Le Diable prend quelques instants pour intégrer ce que je viens de dire. Deux cornes rougeoyantes luisent au milieu d’une chevelure ébouriffée et ses yeux d’un noir profond, enjôleur, sondent les miens. Mes paupières frémissent et dans mon esprit des images qui ne m’appartiennent pas se déversent.
– Ces dessins sont ceux de mes enfants, de mes neveux et nièces. J’habite ici avec ma famille. Si j’avais espéré trouver un peu de tranquillité en venant dans ce château, j’y ai retrouvé l’Enfer, décuplé à l’infini – et l’Enfer est déjà infini. Les gens adorent affronter le Diable pour la gloire. C’est un peu fatiguant, je dois dire. J’aurais aimé que ma famille soit tranquille, au moins, mais le Diable ne suffit plus.
Un sourire tordu naît sur ses lèvres pleines, rugueuses et sardoniques. Mon stylo griffonne les informations que je glane dans ses mots. « famille, retraite, mais galère ; les gens veulent se battre contre lui ». En même temps, un soupçon de sympathie me traverse, alors qu’il matérialise un verre d’eau en face de moi. Je trempe mes lèvres. Mon sujet de thèse continue de parler. Il décrit comment cet appartement de luxe devient maison familiale dès que sa famille rentre du travail.
– Vous avez de la chance d’être tombée sur moi. Quand ils sont tous là, on ne peut plus s’entendre, malgré l’extensibilité de la pièce.
Il recommence son geste de la main et si la pièce conserve ses tentures rouges et l’odeur du poulet au curry, elle devient instantanément dix fois plus grande, et accueille quelques lits supplémentaires. Je ne retiens pas un sifflement admiratif, et mes yeux parcourent avidement les rangées de meuble sans lâcher mon stylo. Je sens le papier se froisser sous mes doigts. Il claque des doigts et tout redevient comme avant.

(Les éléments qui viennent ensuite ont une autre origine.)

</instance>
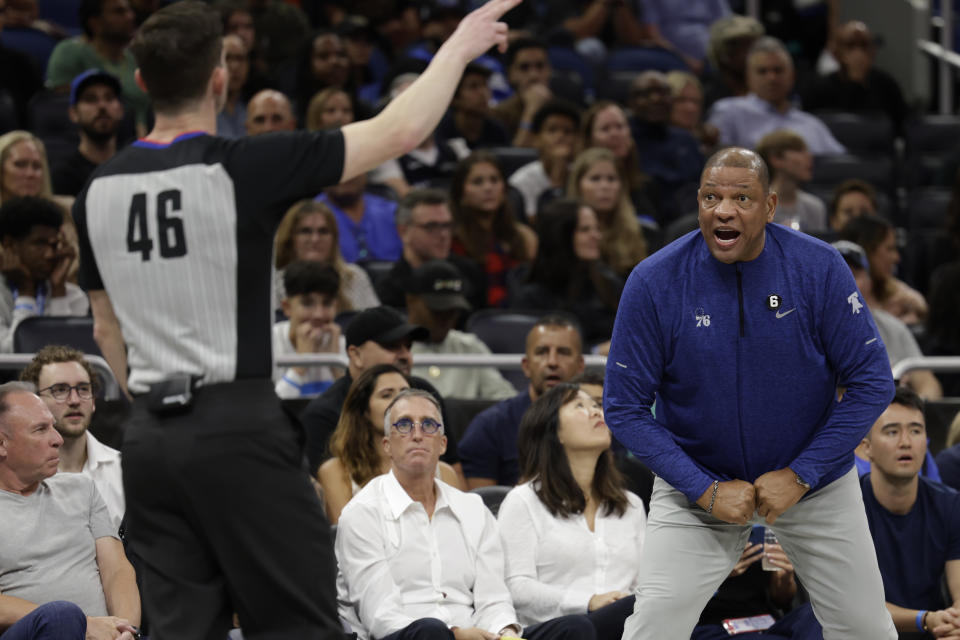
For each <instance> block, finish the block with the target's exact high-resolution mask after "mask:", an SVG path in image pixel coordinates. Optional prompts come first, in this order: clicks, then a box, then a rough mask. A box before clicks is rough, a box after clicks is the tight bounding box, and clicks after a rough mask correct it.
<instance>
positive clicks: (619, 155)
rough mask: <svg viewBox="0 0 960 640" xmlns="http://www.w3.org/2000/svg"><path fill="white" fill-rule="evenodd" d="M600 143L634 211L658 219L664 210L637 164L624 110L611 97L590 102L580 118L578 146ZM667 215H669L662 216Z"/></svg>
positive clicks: (650, 179)
mask: <svg viewBox="0 0 960 640" xmlns="http://www.w3.org/2000/svg"><path fill="white" fill-rule="evenodd" d="M591 147H602V148H604V149H609V150H610V151H611V152H612V153H613V156H614V157H615V158H616V162H617V169H618V170H619V172H620V175H621V176H623V177H624V179H625V180H626V183H627V187H628V189H627V193H628V194H629V195H630V201H631V202H632V203H633V206H634V208H635V209H636V211H637V215H638V216H641V217H646V218H649V219H650V220H656V221H659V220H660V219H661V217H663V216H665V215H666V214H667V213H672V212H662V211H657V208H656V206H655V204H654V203H655V202H656V201H657V197H658V195H657V194H656V193H655V191H656V188H655V185H654V183H653V181H652V180H651V179H650V176H648V175H647V174H645V173H644V172H643V169H641V168H640V154H639V153H638V151H637V145H636V142H635V141H634V139H633V134H631V133H630V123H629V121H628V120H627V114H626V112H624V110H623V107H621V106H620V105H619V104H617V103H616V102H613V101H612V100H597V101H596V102H594V103H593V104H592V105H591V106H590V108H589V109H587V111H586V113H584V114H583V119H582V120H581V122H580V148H581V149H590V148H591ZM666 217H669V216H666Z"/></svg>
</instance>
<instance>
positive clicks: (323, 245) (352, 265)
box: [274, 200, 380, 311]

Je plonge mon regard dans le sien. Je saisis des cernes qui ombragent son regard ; je ne sais pas si cette marque est une illusion, mais si l’illusion existe, c’est qu’il a ressenti le besoin de la créer. Les yeux abyssales continuent de faire germer en moi des centaines de souvenirs, flot intarissable d’une mémoire millénaire. Je n’arrête pas mon stylo, je saisis au vol des images venues de son esprit. Une larme menace de couler sur mon visage, quand je sens le frémissement tendre de la fatigue et de la mélancolie ; de l’échec et de l’épuisement. Il a l’air coincé dans le château. Il a l’air coincé dans sa mission : effrayer les explorateurs, semer d’embûches leur chemin vers le cœur du château.

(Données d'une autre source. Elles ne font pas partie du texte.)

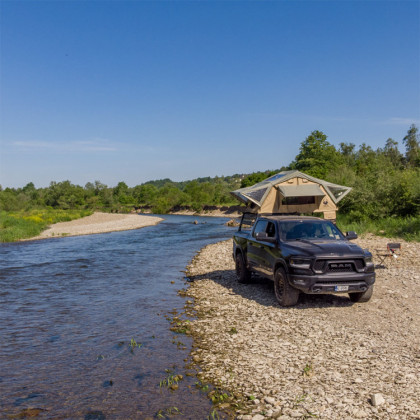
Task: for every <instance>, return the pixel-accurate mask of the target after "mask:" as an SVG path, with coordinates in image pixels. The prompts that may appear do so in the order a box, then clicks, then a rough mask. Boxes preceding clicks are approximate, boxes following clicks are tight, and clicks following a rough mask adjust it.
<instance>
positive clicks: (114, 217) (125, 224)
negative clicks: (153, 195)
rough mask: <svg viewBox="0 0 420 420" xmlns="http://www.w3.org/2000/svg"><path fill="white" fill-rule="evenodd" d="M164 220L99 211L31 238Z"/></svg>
mask: <svg viewBox="0 0 420 420" xmlns="http://www.w3.org/2000/svg"><path fill="white" fill-rule="evenodd" d="M162 220H163V219H161V218H160V217H152V216H140V215H138V214H111V213H100V212H97V213H94V214H92V215H90V216H87V217H83V218H81V219H76V220H72V221H71V222H61V223H55V224H54V225H52V226H51V227H49V228H48V229H46V230H44V231H43V232H42V233H41V234H40V235H39V236H35V237H33V238H30V239H29V240H31V241H32V240H34V239H46V238H53V237H54V238H57V237H63V236H78V235H91V234H94V233H105V232H115V231H120V230H132V229H139V228H142V227H145V226H151V225H156V224H158V223H159V222H160V221H162Z"/></svg>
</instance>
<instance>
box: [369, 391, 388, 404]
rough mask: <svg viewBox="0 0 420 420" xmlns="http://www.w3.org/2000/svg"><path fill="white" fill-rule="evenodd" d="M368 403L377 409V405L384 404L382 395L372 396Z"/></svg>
mask: <svg viewBox="0 0 420 420" xmlns="http://www.w3.org/2000/svg"><path fill="white" fill-rule="evenodd" d="M370 402H371V403H372V405H373V406H374V407H378V406H379V405H381V404H383V403H384V402H385V398H384V397H383V396H382V394H379V393H377V394H372V395H371V397H370Z"/></svg>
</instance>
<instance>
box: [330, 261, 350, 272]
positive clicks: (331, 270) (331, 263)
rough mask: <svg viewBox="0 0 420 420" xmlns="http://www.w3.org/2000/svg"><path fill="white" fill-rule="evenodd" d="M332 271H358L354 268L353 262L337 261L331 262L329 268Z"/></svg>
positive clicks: (342, 271) (332, 271)
mask: <svg viewBox="0 0 420 420" xmlns="http://www.w3.org/2000/svg"><path fill="white" fill-rule="evenodd" d="M327 271H329V272H330V273H350V272H352V271H356V270H355V269H354V265H353V262H341V261H340V262H336V263H329V264H328V269H327Z"/></svg>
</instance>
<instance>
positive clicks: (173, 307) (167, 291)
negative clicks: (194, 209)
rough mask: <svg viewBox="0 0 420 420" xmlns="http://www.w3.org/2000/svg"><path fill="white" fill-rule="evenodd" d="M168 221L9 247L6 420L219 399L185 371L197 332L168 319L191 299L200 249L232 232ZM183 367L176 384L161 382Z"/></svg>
mask: <svg viewBox="0 0 420 420" xmlns="http://www.w3.org/2000/svg"><path fill="white" fill-rule="evenodd" d="M164 217H165V221H163V222H162V223H160V224H159V225H156V226H151V227H146V228H143V229H140V230H131V231H125V232H112V233H107V234H100V235H90V236H79V237H69V238H60V239H48V240H42V241H33V242H22V243H12V244H2V245H0V418H25V417H29V416H35V415H36V416H37V418H48V419H50V418H53V419H54V418H57V419H62V418H66V419H67V418H69V419H90V420H92V419H130V418H132V419H146V418H162V417H160V416H159V413H160V415H162V416H163V418H165V416H166V415H167V414H169V413H171V412H172V413H176V409H177V410H179V411H180V412H181V413H182V416H179V417H180V418H191V419H205V418H207V416H208V415H209V413H210V412H211V410H212V407H211V403H210V402H209V400H208V398H207V397H206V395H205V394H203V393H202V392H200V390H199V389H197V388H196V387H195V386H194V383H195V382H196V381H197V379H196V378H194V377H189V376H186V375H185V373H186V368H185V365H186V362H185V359H186V358H188V354H189V350H190V347H191V339H190V338H189V337H187V336H185V335H174V333H173V332H171V331H170V330H169V327H170V324H169V321H168V319H167V316H168V314H169V312H170V311H172V310H173V309H174V308H177V309H178V310H181V309H182V308H183V306H184V303H185V299H184V298H182V297H180V296H178V294H177V291H178V290H179V289H181V288H183V287H185V279H184V275H183V273H182V270H184V269H185V267H186V265H187V264H188V262H189V261H190V260H191V258H192V257H193V256H194V254H195V253H196V252H197V251H198V250H199V249H200V248H202V247H203V246H204V245H206V244H208V243H211V242H217V241H220V240H223V239H227V238H229V237H231V236H232V233H233V232H232V229H231V228H228V227H226V226H225V225H224V223H225V222H226V219H224V218H210V217H206V218H204V217H191V216H164ZM194 220H197V221H198V224H194V223H193V221H194ZM174 338H175V339H174ZM132 340H134V341H132ZM134 342H135V343H136V344H137V346H134V345H130V344H134ZM181 343H183V344H181ZM139 344H141V345H140V347H139ZM184 345H185V346H186V349H183V347H184ZM177 374H181V375H183V377H184V380H182V381H180V382H179V388H178V390H176V391H172V390H170V389H169V388H168V387H167V386H165V385H164V384H162V381H163V380H165V379H166V378H168V377H170V376H171V375H177ZM174 407H176V409H175V408H174Z"/></svg>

Je saisis au vol les visages terrifiés des explorateurs qu’il détruit. Mon cœur se soulève d’effroi, en même temps que le sien s’affaisse de lassitude.

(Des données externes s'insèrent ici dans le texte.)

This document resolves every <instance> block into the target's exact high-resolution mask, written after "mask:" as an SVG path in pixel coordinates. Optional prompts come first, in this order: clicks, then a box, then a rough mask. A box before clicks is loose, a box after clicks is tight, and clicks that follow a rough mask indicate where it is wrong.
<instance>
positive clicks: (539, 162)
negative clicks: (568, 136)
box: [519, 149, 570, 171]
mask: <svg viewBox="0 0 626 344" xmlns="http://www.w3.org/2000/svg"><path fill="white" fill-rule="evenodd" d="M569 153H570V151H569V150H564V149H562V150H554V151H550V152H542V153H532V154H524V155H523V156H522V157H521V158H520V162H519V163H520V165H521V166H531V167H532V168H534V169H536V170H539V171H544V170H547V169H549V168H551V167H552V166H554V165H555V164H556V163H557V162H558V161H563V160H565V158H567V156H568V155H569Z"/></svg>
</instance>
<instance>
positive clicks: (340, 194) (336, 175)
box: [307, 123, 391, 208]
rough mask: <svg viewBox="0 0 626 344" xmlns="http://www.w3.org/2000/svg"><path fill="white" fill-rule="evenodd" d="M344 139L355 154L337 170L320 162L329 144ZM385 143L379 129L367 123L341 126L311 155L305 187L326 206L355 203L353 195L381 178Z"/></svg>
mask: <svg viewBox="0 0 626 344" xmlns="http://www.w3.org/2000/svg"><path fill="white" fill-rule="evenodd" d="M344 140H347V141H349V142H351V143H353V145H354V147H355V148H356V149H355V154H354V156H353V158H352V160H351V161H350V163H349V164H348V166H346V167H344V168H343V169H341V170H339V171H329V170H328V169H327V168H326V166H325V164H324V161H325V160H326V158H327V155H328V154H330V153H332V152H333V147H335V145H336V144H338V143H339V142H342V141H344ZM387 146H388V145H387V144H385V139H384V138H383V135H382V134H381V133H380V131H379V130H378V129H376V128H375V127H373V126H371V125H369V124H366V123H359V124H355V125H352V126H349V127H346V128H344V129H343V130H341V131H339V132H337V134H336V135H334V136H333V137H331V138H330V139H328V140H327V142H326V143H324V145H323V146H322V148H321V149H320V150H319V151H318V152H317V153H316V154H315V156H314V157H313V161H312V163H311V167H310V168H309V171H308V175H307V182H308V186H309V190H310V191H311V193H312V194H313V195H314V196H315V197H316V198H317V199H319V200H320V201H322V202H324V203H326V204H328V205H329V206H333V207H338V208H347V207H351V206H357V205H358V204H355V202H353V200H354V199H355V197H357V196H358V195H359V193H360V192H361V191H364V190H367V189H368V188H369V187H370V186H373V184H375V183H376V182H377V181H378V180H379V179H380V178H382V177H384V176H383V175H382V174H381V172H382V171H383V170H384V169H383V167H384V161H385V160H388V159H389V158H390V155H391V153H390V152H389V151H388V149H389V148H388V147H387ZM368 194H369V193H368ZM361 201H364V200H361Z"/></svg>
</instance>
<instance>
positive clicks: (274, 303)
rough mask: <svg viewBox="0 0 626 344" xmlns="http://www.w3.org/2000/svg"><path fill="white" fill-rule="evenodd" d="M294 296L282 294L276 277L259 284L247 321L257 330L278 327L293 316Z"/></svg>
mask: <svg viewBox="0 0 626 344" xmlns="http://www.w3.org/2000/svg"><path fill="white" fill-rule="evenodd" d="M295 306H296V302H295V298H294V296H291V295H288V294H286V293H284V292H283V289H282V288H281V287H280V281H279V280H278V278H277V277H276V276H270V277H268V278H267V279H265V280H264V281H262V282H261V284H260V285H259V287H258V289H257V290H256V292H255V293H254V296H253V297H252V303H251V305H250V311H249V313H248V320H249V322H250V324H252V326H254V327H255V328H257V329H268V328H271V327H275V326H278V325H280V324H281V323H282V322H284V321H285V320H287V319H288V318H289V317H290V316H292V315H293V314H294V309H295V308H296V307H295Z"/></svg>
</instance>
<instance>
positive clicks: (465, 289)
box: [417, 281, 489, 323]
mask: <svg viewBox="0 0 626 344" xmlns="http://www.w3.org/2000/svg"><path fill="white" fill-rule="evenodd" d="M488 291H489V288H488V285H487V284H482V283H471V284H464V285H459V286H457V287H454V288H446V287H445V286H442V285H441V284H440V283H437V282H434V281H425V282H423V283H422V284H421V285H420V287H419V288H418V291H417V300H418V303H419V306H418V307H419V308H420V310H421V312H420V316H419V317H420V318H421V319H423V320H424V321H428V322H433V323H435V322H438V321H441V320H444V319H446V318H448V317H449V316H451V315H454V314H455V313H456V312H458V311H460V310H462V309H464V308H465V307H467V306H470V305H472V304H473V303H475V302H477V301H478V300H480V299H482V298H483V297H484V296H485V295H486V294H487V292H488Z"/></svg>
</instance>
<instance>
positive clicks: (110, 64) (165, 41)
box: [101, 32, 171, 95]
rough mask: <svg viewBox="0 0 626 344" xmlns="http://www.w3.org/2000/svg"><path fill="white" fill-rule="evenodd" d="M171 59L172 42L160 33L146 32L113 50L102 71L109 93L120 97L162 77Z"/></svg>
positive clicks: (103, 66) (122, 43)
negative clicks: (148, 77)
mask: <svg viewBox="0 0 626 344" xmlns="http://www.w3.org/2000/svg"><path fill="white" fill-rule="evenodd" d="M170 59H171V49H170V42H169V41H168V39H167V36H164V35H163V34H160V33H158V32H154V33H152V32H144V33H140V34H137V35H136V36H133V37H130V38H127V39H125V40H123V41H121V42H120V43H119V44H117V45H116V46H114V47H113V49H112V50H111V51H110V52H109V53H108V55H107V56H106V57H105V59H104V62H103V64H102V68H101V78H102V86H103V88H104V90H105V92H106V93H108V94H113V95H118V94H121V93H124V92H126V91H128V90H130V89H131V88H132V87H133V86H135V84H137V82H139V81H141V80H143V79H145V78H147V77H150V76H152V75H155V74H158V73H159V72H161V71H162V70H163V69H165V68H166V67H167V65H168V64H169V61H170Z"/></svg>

– Pourquoi n’êtes-vous pas… plus… diabolique avec moi ?
– Je ne violente pas. Je châtie. Or, je ne ressens pas grande culpabilité en vous, si ce n’est votre curiosité un peu mal placée. (Il marque une pause, dans toute la dissonance des émotions qu’il laisse transparaître.) Et, par ailleurs, j’adore parler de moi.
L’amusement affronte la résignation, tandis que son sourire grimpe jusqu’à ses pommettes. Ses cils, longs et noirs, effleurent ses cernes. Il exhale un soupir. Les images disparaissent de mon esprit ; j’essaye désespérément de les retrouver, mais mon esprit me bloque, me contraint. Lorsque je baisse les yeux sur mon carnet, je remarque que mes doigts ont fait leur travail. Le Diable aussi l’observe, mais ne dit rien. Il approche ses doigts de mon front. Je me tends. La pulpe de son pouce effleure ma tempe et tout bascule.